Il ciclo operativo dell'impresa è il tempo che intercorre tra l'acquisizione di beni per il processo produttivo e la loro realizzazione in disponibilità liquide o mezzi equivalenti. È prevista poi la possibilità dell'introduzione di uno schema di conto economico nel quale sono appositamente evidenziati gli utili e le perdite non realizzati, derivanti dall'applicazione del fair value (valore equo); in sostanza, la funzione dello schema o del prospetto è quella di evidenziare la parte di reddito prodotto non realizzata con economie esterne e, pertanto, eventualmente non distribuibile (sino al momento del realizzo).
Prevalenza della sostanza sulla forma. Gli Stati membri possono autorizzare o prescrivere che la presentazione degli importi nelle voci dello stato patrimoniale e del conto economico tenga conto della sostanza dell'operazione o del contratto contabilizzati. È un principio che la riforma del diritto societario ha introdotto nell'articolo 2423-bis n. 1 del Codice civile, anche se con la formulazione di «funzione economica dell'elemento dell'attivo o del passivo», che non brilla per chiarezza. Sarebbe stato opportuno che il legislatore, in sede di decreto correttivo del Dlgs n. 6/03, recepisse la più chiara formulazione introdotta nelle direttive; tuttavia, lo schema di Dlgs (pubblicato sul Sole 24 Ore del 29 ottobre) non contiene tale previsione.
Fair value. È prevista la facoltà di rivalutare talune immobilizzazioni e l'utilizzo del "valore equo", che potrà essere applicato anche agli immobili acquisiti per investimento e ai prodotti agricoli, come prevedono, rispettivamente, lo Ias 40 e lo Ias 41, nonché ad altre categorie di attività, in base ai futuri sviluppi degli Ias.
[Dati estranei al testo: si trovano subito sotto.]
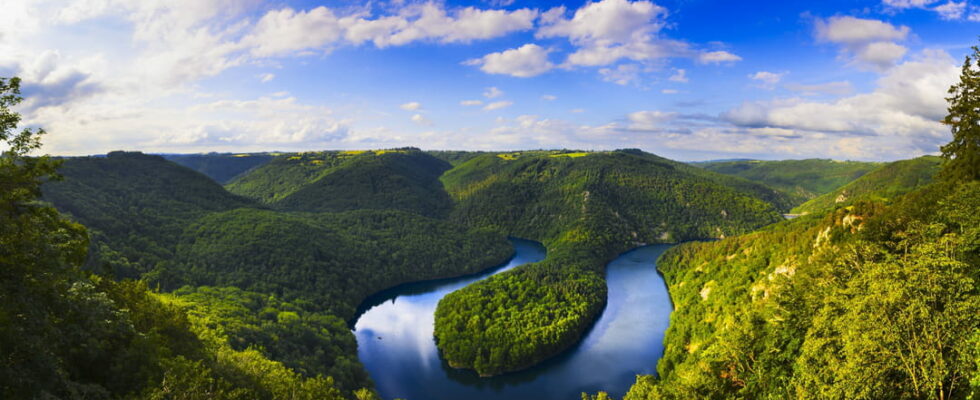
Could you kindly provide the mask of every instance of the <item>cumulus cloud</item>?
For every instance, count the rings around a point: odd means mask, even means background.
[[[946,112],[945,89],[958,75],[942,51],[924,51],[883,75],[870,93],[833,102],[782,99],[747,102],[722,118],[740,127],[776,128],[881,140],[921,141],[934,151],[948,130],[938,121]],[[871,140],[871,139],[869,139]]]
[[[698,62],[702,64],[721,64],[742,61],[742,57],[727,51],[708,51],[698,55]]]
[[[329,51],[342,44],[366,42],[378,48],[417,41],[468,43],[529,30],[537,16],[536,10],[527,8],[447,10],[432,2],[405,6],[395,15],[377,17],[366,13],[339,16],[324,6],[309,11],[283,8],[266,13],[242,43],[260,57]]]
[[[418,111],[422,109],[422,103],[413,101],[413,102],[402,104],[398,106],[398,108],[401,108],[402,110],[405,111]]]
[[[629,129],[633,130],[656,130],[664,122],[673,120],[677,113],[663,111],[637,111],[626,116],[629,120]]]
[[[600,69],[599,75],[606,82],[613,82],[617,85],[629,85],[639,80],[640,67],[636,64],[620,64],[616,68]]]
[[[841,46],[841,56],[857,65],[884,71],[895,65],[908,49],[895,41],[905,40],[909,27],[850,16],[817,20],[817,40]]]
[[[799,83],[788,83],[784,86],[787,90],[799,92],[803,96],[832,95],[845,96],[854,92],[854,86],[849,81],[827,82],[813,85]]]
[[[963,19],[963,17],[966,15],[967,9],[966,1],[956,2],[954,0],[947,0],[945,3],[939,0],[884,0],[882,1],[882,4],[884,4],[889,10],[895,11],[909,8],[933,11],[939,15],[939,18],[944,20]],[[973,21],[973,15],[975,14],[971,14],[967,18],[970,21]]]
[[[671,82],[687,83],[687,71],[675,69],[674,74],[668,78]]]
[[[513,104],[514,103],[510,101],[495,101],[493,103],[487,104],[485,107],[483,107],[483,110],[484,111],[499,110],[501,108],[510,107]]]
[[[432,121],[430,121],[428,118],[426,118],[422,114],[412,115],[412,122],[414,122],[416,124],[419,124],[419,125],[432,125]]]
[[[602,67],[623,59],[653,62],[689,57],[702,63],[741,59],[723,51],[697,51],[684,41],[662,37],[668,12],[650,1],[589,2],[577,9],[571,18],[566,18],[566,14],[563,6],[543,13],[535,33],[538,38],[567,38],[576,47],[563,63],[566,68]]]
[[[754,74],[750,74],[749,79],[759,82],[759,87],[762,87],[764,89],[772,89],[776,87],[776,84],[779,83],[779,81],[781,81],[783,79],[783,76],[785,75],[786,75],[785,72],[776,73],[776,72],[769,72],[769,71],[759,71]]]
[[[488,99],[495,99],[503,95],[504,95],[504,91],[497,89],[496,86],[488,87],[487,90],[483,91],[483,97],[486,97]]]
[[[510,75],[530,78],[541,75],[554,68],[548,61],[549,51],[536,44],[525,44],[516,49],[490,53],[482,58],[466,61],[466,65],[478,65],[488,74]]]

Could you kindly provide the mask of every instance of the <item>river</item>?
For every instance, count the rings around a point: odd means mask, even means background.
[[[621,254],[606,270],[609,298],[583,340],[530,369],[492,378],[450,368],[432,336],[436,304],[487,276],[545,257],[537,242],[511,239],[506,265],[457,279],[402,285],[365,300],[354,323],[361,362],[385,399],[577,400],[600,390],[622,397],[637,374],[656,373],[673,306],[656,260],[672,245]]]

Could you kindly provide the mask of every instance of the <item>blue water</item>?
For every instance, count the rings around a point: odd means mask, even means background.
[[[621,397],[637,374],[655,373],[673,306],[656,260],[671,245],[620,255],[606,271],[609,298],[592,329],[574,348],[533,368],[480,378],[450,368],[432,336],[436,304],[487,276],[544,259],[537,242],[511,239],[506,265],[458,279],[403,285],[365,301],[354,323],[358,356],[385,399],[579,399],[581,392]]]

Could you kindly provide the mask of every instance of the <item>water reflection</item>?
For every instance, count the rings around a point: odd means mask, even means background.
[[[432,336],[436,304],[447,293],[515,266],[540,261],[544,249],[512,239],[507,265],[483,274],[406,285],[365,301],[355,320],[358,356],[386,399],[577,399],[582,391],[622,396],[636,374],[654,373],[672,306],[655,261],[669,245],[622,254],[609,264],[609,301],[573,349],[534,368],[493,378],[450,368]]]

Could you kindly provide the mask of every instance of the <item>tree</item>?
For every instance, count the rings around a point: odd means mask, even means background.
[[[976,63],[976,64],[975,64]],[[960,82],[949,88],[949,115],[943,123],[953,131],[953,140],[942,147],[947,159],[947,180],[980,179],[980,47],[966,56]]]

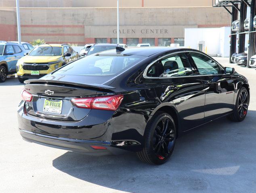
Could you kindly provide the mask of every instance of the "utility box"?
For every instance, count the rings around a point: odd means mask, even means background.
[[[199,41],[197,43],[197,49],[199,51],[205,52],[206,49],[205,41]]]

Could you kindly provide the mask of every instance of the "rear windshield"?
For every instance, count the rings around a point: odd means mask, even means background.
[[[0,45],[0,55],[3,55],[4,48],[4,45]]]
[[[91,55],[70,63],[54,72],[60,75],[115,76],[147,57],[140,55]]]
[[[90,55],[94,53],[100,52],[101,51],[103,51],[106,50],[109,50],[109,49],[115,49],[116,46],[109,46],[106,45],[98,46],[92,46],[91,47],[90,49],[88,51],[87,55]]]
[[[61,47],[40,46],[35,47],[30,52],[29,55],[35,56],[61,55],[62,53]]]

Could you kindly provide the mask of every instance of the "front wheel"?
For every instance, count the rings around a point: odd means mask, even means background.
[[[230,119],[233,121],[240,122],[246,118],[249,105],[249,94],[247,89],[242,87],[239,90],[234,112],[230,116]]]
[[[7,76],[7,70],[6,68],[3,66],[0,66],[0,82],[5,81]]]
[[[176,128],[172,117],[168,113],[159,112],[147,124],[144,147],[142,150],[137,152],[137,155],[144,162],[163,164],[172,153],[176,136]]]

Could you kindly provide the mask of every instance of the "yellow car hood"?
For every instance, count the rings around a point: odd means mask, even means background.
[[[26,55],[21,58],[21,62],[25,63],[46,63],[57,61],[61,57],[61,56],[32,56]]]

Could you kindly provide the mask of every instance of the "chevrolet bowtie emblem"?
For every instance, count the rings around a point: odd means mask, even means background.
[[[51,91],[50,90],[47,90],[44,91],[44,94],[46,94],[48,95],[50,95],[51,94],[54,94],[54,92]]]

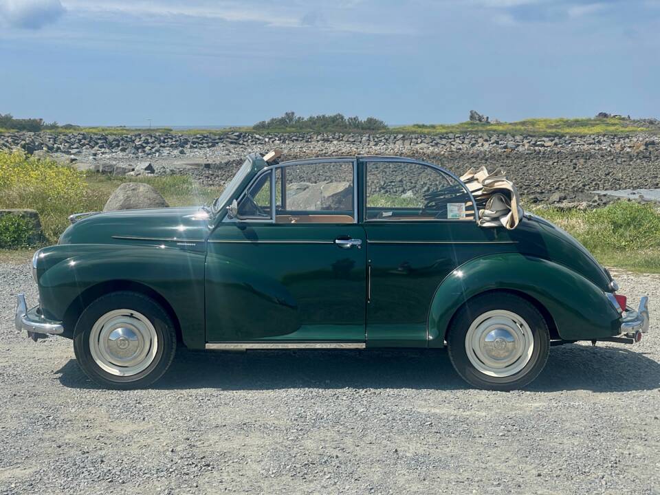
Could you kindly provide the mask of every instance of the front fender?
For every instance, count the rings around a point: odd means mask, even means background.
[[[45,313],[63,320],[83,292],[99,284],[133,282],[146,286],[171,306],[184,343],[204,349],[204,252],[166,246],[73,244],[40,252],[37,276]]]
[[[604,293],[566,267],[520,253],[472,259],[438,287],[428,317],[429,346],[441,347],[452,318],[471,298],[487,291],[516,291],[547,309],[565,340],[606,338],[620,333],[618,312]]]

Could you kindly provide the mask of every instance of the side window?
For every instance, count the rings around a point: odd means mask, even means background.
[[[368,162],[366,220],[473,220],[474,207],[463,185],[426,165]]]
[[[289,165],[275,175],[278,223],[352,223],[353,162]]]
[[[270,219],[270,176],[272,172],[262,175],[255,181],[239,203],[239,219]]]

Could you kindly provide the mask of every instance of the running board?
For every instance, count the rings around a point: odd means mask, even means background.
[[[364,342],[210,342],[207,350],[243,351],[247,349],[364,349]]]

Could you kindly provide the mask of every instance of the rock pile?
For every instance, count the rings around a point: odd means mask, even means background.
[[[471,167],[500,168],[516,183],[525,202],[551,199],[600,204],[604,198],[593,191],[660,188],[660,137],[652,133],[0,134],[0,148],[14,147],[73,162],[80,170],[133,175],[184,174],[214,186],[229,180],[248,153],[276,147],[284,151],[284,160],[390,155],[437,163],[457,175]]]

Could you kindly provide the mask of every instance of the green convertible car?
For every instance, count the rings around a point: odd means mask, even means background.
[[[32,262],[16,326],[73,340],[104,386],[149,385],[177,346],[447,347],[473,386],[524,386],[551,346],[639,342],[639,309],[578,242],[528,213],[485,226],[437,165],[248,155],[212,205],[74,215]]]

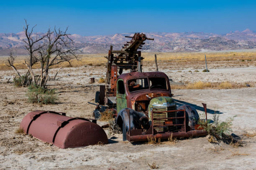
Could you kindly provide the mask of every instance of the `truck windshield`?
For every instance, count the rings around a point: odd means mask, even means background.
[[[148,89],[147,78],[132,79],[128,81],[129,91],[131,92],[141,90]]]
[[[130,92],[141,90],[164,89],[168,90],[165,78],[149,78],[130,80],[128,81],[128,88]],[[148,85],[149,82],[149,86]],[[150,87],[150,88],[149,88]]]
[[[167,90],[165,78],[149,78],[150,90],[154,89]]]

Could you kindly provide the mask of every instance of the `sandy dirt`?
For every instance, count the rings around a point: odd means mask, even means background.
[[[145,68],[144,71],[148,70]],[[68,116],[92,118],[95,106],[87,102],[94,102],[99,87],[97,78],[96,82],[91,85],[89,78],[105,76],[105,68],[90,66],[64,68],[58,75],[62,78],[49,82],[49,88],[56,89],[58,103],[47,105],[28,102],[27,88],[15,88],[5,82],[14,72],[0,71],[0,169],[148,170],[148,163],[155,161],[160,169],[164,170],[256,170],[256,136],[244,136],[243,146],[236,148],[225,144],[211,144],[206,137],[179,139],[176,143],[164,141],[153,145],[123,142],[121,135],[116,134],[108,136],[108,145],[62,149],[15,133],[25,115],[36,110],[62,111]],[[56,70],[52,70],[51,75]],[[193,68],[189,70],[193,71]],[[208,73],[191,73],[188,70],[160,69],[174,81],[256,82],[256,67],[212,69]],[[236,115],[232,128],[236,135],[243,137],[247,133],[256,133],[256,88],[174,90],[172,93],[178,105],[192,105],[201,117],[202,102],[207,104],[209,119],[215,112],[219,114],[221,120]],[[108,129],[105,130],[108,135]]]

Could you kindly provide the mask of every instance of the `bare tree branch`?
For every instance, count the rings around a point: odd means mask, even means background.
[[[16,59],[16,56],[13,57],[13,50],[11,50],[11,51],[10,52],[10,57],[8,58],[8,63],[6,64],[6,65],[8,67],[11,67],[12,68],[13,68],[14,71],[15,71],[17,72],[17,74],[18,75],[19,77],[20,78],[21,77],[21,76],[20,76],[20,73],[18,71],[18,70],[16,69],[16,68],[15,67],[15,66],[14,66],[14,65],[13,64],[13,63],[14,63],[14,61],[15,61],[15,60]]]

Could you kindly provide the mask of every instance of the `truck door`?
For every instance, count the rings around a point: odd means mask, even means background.
[[[122,109],[127,107],[127,100],[123,80],[118,79],[117,85],[116,110],[118,113]]]

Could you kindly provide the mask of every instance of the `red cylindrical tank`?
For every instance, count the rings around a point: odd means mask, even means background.
[[[108,143],[106,133],[97,124],[51,111],[28,113],[20,127],[25,133],[62,148]]]

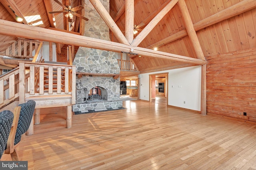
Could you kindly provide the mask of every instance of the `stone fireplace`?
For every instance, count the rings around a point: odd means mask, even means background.
[[[109,29],[89,0],[85,6],[86,22],[84,35],[110,41]],[[101,0],[109,11],[109,0]],[[122,106],[120,100],[120,78],[104,74],[119,74],[120,69],[115,53],[80,47],[74,59],[77,72],[86,73],[76,78],[76,104],[74,112],[86,112],[91,110],[104,110]],[[92,73],[91,75],[90,73]],[[96,75],[95,75],[96,74]]]

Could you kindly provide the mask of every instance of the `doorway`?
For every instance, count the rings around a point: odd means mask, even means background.
[[[150,74],[150,102],[168,105],[168,72]]]

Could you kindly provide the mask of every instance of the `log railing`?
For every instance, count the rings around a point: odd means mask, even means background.
[[[39,48],[42,49],[42,47],[40,46],[42,43],[42,42],[40,41],[19,39],[0,55],[12,58],[33,59],[34,57],[33,51],[35,50],[36,54],[38,49]],[[42,50],[41,50],[40,53],[42,53]],[[39,54],[38,55],[40,55]]]
[[[19,74],[18,67],[0,75],[0,108],[18,97]]]
[[[133,61],[120,59],[118,59],[117,60],[121,70],[138,70]]]
[[[38,82],[36,74],[39,70]],[[29,86],[26,86],[26,72],[29,73]],[[41,96],[70,95],[75,103],[75,66],[44,63],[20,63],[20,101]],[[27,89],[26,88],[27,88]],[[72,93],[72,92],[74,92]]]

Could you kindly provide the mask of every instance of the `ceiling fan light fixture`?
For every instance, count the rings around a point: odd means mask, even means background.
[[[67,18],[69,17],[70,19],[73,19],[73,17],[74,17],[73,14],[70,11],[68,11],[68,13],[65,14],[65,16]]]
[[[22,21],[23,21],[23,18],[18,16],[17,15],[15,15],[16,16],[16,17],[15,17],[15,20],[16,20],[16,21],[18,21],[18,22],[22,22]]]

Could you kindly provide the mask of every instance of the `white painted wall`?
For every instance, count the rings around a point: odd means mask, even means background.
[[[141,74],[140,98],[149,101],[150,74],[168,72],[168,105],[200,111],[201,71],[197,66]]]
[[[44,41],[43,44],[43,56],[45,61],[49,61],[49,42]],[[52,43],[52,61],[57,61],[56,44]]]

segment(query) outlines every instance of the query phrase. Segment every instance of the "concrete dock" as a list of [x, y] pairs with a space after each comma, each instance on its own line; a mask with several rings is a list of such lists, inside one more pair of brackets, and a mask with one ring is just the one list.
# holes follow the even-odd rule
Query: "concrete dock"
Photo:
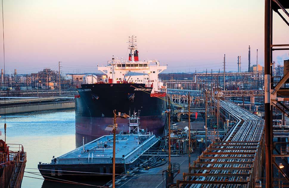
[[55, 97], [24, 98], [0, 100], [0, 114], [73, 108], [74, 98]]

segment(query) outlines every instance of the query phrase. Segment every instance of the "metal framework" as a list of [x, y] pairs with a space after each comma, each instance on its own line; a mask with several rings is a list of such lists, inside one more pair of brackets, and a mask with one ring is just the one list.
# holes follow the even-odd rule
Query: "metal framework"
[[[213, 99], [215, 100], [215, 99]], [[263, 177], [264, 121], [221, 99], [222, 114], [234, 125], [221, 142], [214, 142], [184, 173], [178, 187], [254, 187]]]
[[[272, 155], [274, 148], [272, 127], [273, 105], [276, 104], [276, 101], [289, 100], [289, 96], [288, 96], [289, 93], [288, 92], [283, 92], [282, 94], [280, 95], [282, 89], [284, 89], [282, 87], [284, 87], [284, 84], [287, 80], [287, 78], [289, 78], [289, 73], [284, 75], [276, 84], [274, 83], [272, 67], [273, 64], [272, 61], [273, 51], [288, 50], [289, 48], [284, 47], [289, 46], [289, 44], [274, 44], [273, 43], [273, 11], [276, 13], [284, 21], [285, 23], [289, 27], [289, 23], [279, 12], [283, 11], [286, 16], [289, 17], [289, 13], [285, 9], [288, 8], [289, 8], [289, 1], [288, 0], [265, 0], [264, 78], [265, 127], [266, 133], [265, 137], [266, 187], [268, 188], [273, 187], [273, 166], [275, 163]], [[284, 112], [282, 112], [284, 113]]]

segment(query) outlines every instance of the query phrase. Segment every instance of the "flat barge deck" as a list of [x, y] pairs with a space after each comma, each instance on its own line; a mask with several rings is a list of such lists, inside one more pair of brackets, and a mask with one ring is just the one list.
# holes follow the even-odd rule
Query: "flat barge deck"
[[[113, 139], [113, 135], [103, 136], [53, 158], [51, 163], [40, 162], [38, 169], [46, 179], [111, 178]], [[116, 173], [121, 174], [135, 165], [142, 153], [159, 143], [159, 139], [151, 134], [116, 135]], [[91, 175], [96, 174], [99, 175]]]

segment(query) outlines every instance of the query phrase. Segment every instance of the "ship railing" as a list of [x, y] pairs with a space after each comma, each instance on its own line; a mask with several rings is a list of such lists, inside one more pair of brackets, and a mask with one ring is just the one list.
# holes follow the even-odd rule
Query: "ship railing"
[[9, 144], [7, 145], [9, 146], [9, 149], [11, 151], [9, 151], [9, 152], [18, 153], [20, 152], [24, 152], [24, 149], [23, 145], [22, 144]]

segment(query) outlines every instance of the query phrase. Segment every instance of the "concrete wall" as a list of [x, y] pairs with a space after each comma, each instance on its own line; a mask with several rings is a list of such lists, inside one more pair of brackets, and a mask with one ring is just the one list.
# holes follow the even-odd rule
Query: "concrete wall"
[[[75, 106], [74, 101], [14, 105], [6, 107], [6, 114], [16, 114], [36, 111], [73, 108], [75, 107]], [[5, 113], [5, 109], [3, 107], [0, 108], [0, 115], [2, 115]]]

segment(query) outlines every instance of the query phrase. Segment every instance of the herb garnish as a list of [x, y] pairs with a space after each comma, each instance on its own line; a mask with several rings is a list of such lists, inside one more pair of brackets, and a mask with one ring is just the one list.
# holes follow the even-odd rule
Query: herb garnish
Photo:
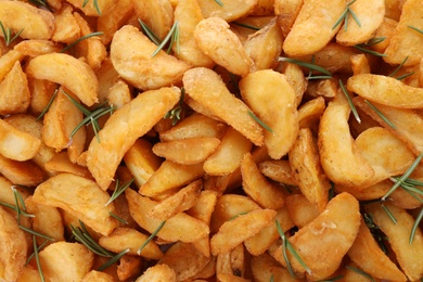
[[64, 53], [65, 51], [69, 50], [70, 48], [73, 48], [74, 46], [76, 46], [77, 43], [79, 43], [80, 41], [82, 40], [86, 40], [88, 38], [91, 38], [91, 37], [94, 37], [94, 36], [101, 36], [103, 35], [104, 33], [103, 31], [95, 31], [95, 33], [91, 33], [89, 35], [86, 35], [86, 36], [82, 36], [78, 39], [76, 39], [74, 42], [72, 42], [70, 44], [66, 46], [65, 48], [63, 48], [60, 53]]
[[251, 117], [254, 118], [254, 120], [257, 121], [257, 124], [259, 124], [262, 128], [265, 128], [267, 131], [269, 131], [270, 133], [273, 133], [273, 130], [268, 126], [266, 125], [261, 119], [259, 119], [252, 111], [248, 111], [248, 115]]
[[3, 23], [1, 21], [0, 21], [0, 28], [1, 31], [3, 33], [4, 42], [7, 47], [9, 47], [10, 43], [12, 43], [17, 37], [20, 37], [21, 33], [24, 30], [24, 28], [22, 28], [20, 31], [15, 34], [14, 37], [12, 37], [12, 30], [10, 29], [10, 27], [4, 28]]
[[154, 230], [154, 232], [151, 233], [151, 235], [145, 240], [145, 242], [144, 242], [144, 243], [140, 246], [140, 248], [137, 251], [137, 254], [138, 254], [138, 255], [141, 255], [142, 249], [150, 243], [150, 241], [153, 240], [153, 238], [156, 236], [156, 234], [158, 233], [158, 231], [162, 230], [162, 228], [165, 226], [165, 223], [166, 223], [166, 220], [162, 221], [162, 222], [158, 225], [158, 227], [156, 228], [156, 230]]
[[283, 254], [283, 258], [286, 262], [286, 267], [287, 267], [287, 271], [290, 272], [290, 274], [295, 278], [295, 273], [294, 273], [294, 270], [292, 269], [292, 266], [291, 266], [291, 262], [290, 262], [290, 259], [287, 258], [287, 251], [290, 251], [290, 253], [295, 257], [295, 259], [299, 262], [299, 265], [302, 265], [302, 267], [308, 272], [308, 273], [311, 273], [311, 269], [309, 267], [307, 267], [307, 265], [304, 262], [304, 260], [302, 259], [302, 257], [298, 255], [298, 253], [295, 251], [294, 246], [291, 244], [291, 242], [286, 239], [286, 235], [285, 233], [283, 232], [282, 230], [282, 227], [281, 225], [279, 223], [278, 220], [274, 220], [274, 223], [277, 225], [277, 229], [278, 229], [278, 233], [279, 235], [281, 236], [282, 239], [282, 254]]
[[354, 4], [357, 0], [352, 0], [347, 4], [344, 12], [342, 13], [341, 17], [336, 21], [336, 23], [333, 25], [332, 29], [335, 29], [336, 26], [338, 26], [342, 22], [344, 22], [344, 30], [346, 31], [348, 28], [348, 17], [349, 15], [352, 16], [354, 21], [356, 21], [357, 25], [361, 27], [361, 23], [358, 20], [356, 13], [351, 10], [350, 5]]
[[347, 89], [345, 88], [343, 80], [341, 80], [341, 79], [339, 79], [339, 87], [341, 87], [341, 90], [343, 90], [343, 93], [345, 94], [346, 99], [348, 100], [348, 104], [349, 104], [349, 107], [351, 108], [354, 117], [356, 118], [357, 123], [361, 124], [361, 118], [358, 115], [357, 108], [352, 103], [351, 97], [349, 95]]

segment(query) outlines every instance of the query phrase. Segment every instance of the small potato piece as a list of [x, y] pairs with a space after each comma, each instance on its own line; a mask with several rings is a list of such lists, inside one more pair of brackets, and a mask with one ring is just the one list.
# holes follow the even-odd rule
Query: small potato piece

Il recepimento della direttiva si aggiunge all'emanazione del decreto attuativo previsto dall'articolo 25 della legge Comunitaria 2003 (legge 306/03), che consente l'applicazione degli Ias a tutte le imprese, quotate e non quotate, con riferimento non soltanto al bilancio consolidato, ma anche al bilancio di esercizio, evitando così inutili doppie contabilità. Lo schema di decreto è stato pubblicato e commentato sul Sole 24 Ore dei giorni scorsi.
A questo punto, la direttiva 51/03 dovrebbe essere recepita con tempestività, così da consentire alle imprese di avere un quadro completo in materia di redazione del bilancio, evitando inutili corse contro il tempo, come è avvenuto con riferimento al decreto attuativo previsto dalla legge Comunitaria 2003. Tra l'altro, un'apposita Commissione, presieduta dal professor Colombo, è già da tempo al lavoro e ha prodotto un ottimo elaborato, che il legislatore dovrebbe recepire e inserire nel Codice civile. Si tenga conto che, a partire dal 2006, dovrebbe decollare il sistema denominato "Basilea 2", che affiderà sempre di più al bilancio l'erogazione del credito bancario. Anche a tale fine è opportuno che le imprese siano a conoscenza, per tempo, di un quadro di riferimento chiaro in materia di redazione del bilancio.


Nota: il contenuto del documento deve essere interpretato in relazione al periodo in cui è stato redatto.